I think even my final section 10 plausible pathway is rife with massively unlikely developments, but as you say, "forever" is a long time. My position, to a zeroth-order approximation, is that any AI that's capable of full SIILTBness (via being situated and embodied in a world-like experience training stream) would automatically also have properties that render the so-called "alignment problem" within the realm of normal engineering risk management, and not special. It would be closer to "aligning" with sharks or Sars-cov-2 at best. I don't think the prospect of significantly higher computational power makes a difference, because the difficulties all lie in navigating what I call worldlike experiences. The hyperanthropomorphism crowd seems to think that computational power by itself is a meta knob that can scale agency (across all SIILTB dimensions) arbitrarily relative to humans, ie construct beings that are as far beyond us as we are beyond viruses (not that we're doing great against viruses). I think this is fundamentally wrong, and over-indexing on the power of computation to navigate the worldlike situated experiences. Computation is a powerful force, but reality is more powerful. Agency relative to the difficulty of reality is NOT a linear function of computational capability. Having 100x more computation than humans does NOT make an agent 100x more generally agent-y in the world. In fact, I think there is a saturation function and we're already close to it, which is partly why perhaps biology hasn't bothered trying to evolve smarter beings than us. The key weakness in the fear scenario is revealed by the insistence on "instant self-replication" -- reality isn't exactly as friendly to that kind of runaway explosion as this crowd seems to think. This is my big problem with this whole approach. Scare phrases like "instant self-replication" do way too much work, and people pretend 2001-style supercomputing monoliths can go geometrically across the matter of the universe the way bacteria do in a petri dish. Yeah, no. I'll need more than that kind of hand-waving "warp drive" speculation.

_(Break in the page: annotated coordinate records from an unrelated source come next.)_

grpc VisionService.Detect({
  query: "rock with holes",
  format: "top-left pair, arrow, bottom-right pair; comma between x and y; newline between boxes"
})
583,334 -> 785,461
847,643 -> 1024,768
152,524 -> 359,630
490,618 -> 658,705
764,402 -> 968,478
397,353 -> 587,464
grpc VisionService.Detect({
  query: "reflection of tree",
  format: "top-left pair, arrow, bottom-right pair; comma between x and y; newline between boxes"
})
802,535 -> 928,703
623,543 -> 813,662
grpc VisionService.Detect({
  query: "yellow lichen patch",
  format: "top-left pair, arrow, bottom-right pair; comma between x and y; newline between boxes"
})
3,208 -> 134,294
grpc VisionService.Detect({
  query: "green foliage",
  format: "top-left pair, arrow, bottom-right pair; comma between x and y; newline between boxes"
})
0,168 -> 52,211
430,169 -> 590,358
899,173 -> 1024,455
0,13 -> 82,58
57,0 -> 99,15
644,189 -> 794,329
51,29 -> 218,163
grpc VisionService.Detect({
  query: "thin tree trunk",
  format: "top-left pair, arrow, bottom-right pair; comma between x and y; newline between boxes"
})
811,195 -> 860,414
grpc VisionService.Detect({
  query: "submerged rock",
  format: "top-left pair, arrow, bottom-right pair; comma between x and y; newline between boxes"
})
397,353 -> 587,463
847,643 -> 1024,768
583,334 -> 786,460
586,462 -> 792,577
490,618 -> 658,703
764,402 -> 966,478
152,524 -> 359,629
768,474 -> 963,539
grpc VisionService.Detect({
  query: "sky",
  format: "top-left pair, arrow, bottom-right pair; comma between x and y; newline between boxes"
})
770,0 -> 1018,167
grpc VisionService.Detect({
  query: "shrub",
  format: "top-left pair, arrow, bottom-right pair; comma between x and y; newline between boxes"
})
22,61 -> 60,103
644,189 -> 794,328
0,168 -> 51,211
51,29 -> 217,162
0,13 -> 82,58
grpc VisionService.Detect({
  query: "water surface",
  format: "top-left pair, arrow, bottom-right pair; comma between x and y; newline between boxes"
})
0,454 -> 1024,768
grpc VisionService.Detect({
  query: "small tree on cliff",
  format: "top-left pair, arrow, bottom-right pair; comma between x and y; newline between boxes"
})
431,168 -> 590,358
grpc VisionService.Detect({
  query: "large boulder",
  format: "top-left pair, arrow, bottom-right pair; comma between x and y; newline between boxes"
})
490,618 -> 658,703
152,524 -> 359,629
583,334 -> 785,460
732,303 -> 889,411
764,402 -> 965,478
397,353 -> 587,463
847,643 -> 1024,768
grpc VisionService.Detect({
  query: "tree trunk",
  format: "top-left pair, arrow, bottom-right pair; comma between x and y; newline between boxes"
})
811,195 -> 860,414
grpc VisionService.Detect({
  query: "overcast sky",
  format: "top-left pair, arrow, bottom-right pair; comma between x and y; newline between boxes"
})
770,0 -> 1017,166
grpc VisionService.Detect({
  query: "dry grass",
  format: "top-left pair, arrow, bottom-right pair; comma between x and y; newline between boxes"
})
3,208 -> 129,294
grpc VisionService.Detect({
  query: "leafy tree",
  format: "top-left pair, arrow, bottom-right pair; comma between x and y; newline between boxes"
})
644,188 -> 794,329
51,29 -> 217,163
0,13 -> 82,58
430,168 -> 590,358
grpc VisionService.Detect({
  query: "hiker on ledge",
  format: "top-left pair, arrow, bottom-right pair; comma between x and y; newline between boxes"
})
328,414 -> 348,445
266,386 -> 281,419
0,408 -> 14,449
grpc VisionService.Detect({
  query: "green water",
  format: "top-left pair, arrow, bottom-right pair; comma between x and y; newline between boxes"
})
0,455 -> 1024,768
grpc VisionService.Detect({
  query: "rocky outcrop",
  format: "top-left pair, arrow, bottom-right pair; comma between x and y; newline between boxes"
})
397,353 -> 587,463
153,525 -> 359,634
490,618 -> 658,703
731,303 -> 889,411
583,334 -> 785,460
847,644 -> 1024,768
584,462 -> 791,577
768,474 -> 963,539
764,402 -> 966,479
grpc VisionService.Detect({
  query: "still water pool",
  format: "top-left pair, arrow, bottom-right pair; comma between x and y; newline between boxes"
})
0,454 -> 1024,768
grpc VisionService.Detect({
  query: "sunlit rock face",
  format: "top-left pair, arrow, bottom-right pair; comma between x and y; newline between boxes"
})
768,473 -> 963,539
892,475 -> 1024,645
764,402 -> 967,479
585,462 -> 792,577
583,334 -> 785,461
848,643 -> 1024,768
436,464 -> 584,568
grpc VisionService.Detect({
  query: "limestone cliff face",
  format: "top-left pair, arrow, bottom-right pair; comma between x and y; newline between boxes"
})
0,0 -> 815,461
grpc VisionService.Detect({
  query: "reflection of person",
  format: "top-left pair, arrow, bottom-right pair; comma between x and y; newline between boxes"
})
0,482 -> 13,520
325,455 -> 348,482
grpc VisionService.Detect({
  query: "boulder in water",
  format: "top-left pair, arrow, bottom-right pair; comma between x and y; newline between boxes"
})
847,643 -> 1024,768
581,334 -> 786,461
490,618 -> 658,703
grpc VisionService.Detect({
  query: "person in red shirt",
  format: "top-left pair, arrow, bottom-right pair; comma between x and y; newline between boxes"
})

That would be C. You seem to be largely failing to recognize the power even speed, single-mindedness and ability to coordinate with perfect replicas gives you for free, without going into added ability to plan and do long term thinking. You are underestimating the latter too, but this is a simpler thing to explain. The reason you or I cannot take over the U.S. government isn't really because we aren't "smart" enough, it's because we couldn't coordinate with other people to make it happen without getting arrested. An AI does not face our usual coordination problems because it can just fork().
The above scenario doesn't require smarter than human intelligence and only relies on an AI's ability to do things hackers do right now faster. If you could copy my brain, put me on a laptop, give me access to a company's AWS account I could accomplish this kind of destruction just by replicating myself.
I wrote this mostly as an exercise to explain to other LWers the kinds of catastrophic actions you could take even if you weren't capable of developing new technology like nanosystems, which *would* be something it could do. So you should treat "encrypting the hard disk of most computers" (which for the record would be the worst thing to happen in your lifetime) as a strong *lower* bound on the worst types of things that could happen if you just let an unaligned superintelligence out of the box tomorrow.
I think everything specific you're mentioning is well within the scope of the history of normal engineering risk management and requires no special handling or esoteric "alignment" theology or speculations about "AGIs". A natural extension of learning to deal with things like nuclear reactor meltdowns or toxic chemical leaks. Conversely, the fact that you and the LW crowd generally reduce my kind of position to a throwaway 1-liner tells me you're too trapped in your own mental models to entertain any other perspective on AI seriously. You guys think I don't get it, I think you don't get it. Which is fine. Really. Let a hundred philosophies of AI flourish.
I think debate across this philosophical divide is largely futile. The chasm is just too wide. But I also think the divide is not particularly important to bridge. You guys do you, other schools of AI will do the same. Let the verdict of history be the judge.
My point with this essay is not to engage in a debate across the divide (which would be about as meaningful as a creationist/evolutionist debate) but to establish a boundary condition for my own scope of interest.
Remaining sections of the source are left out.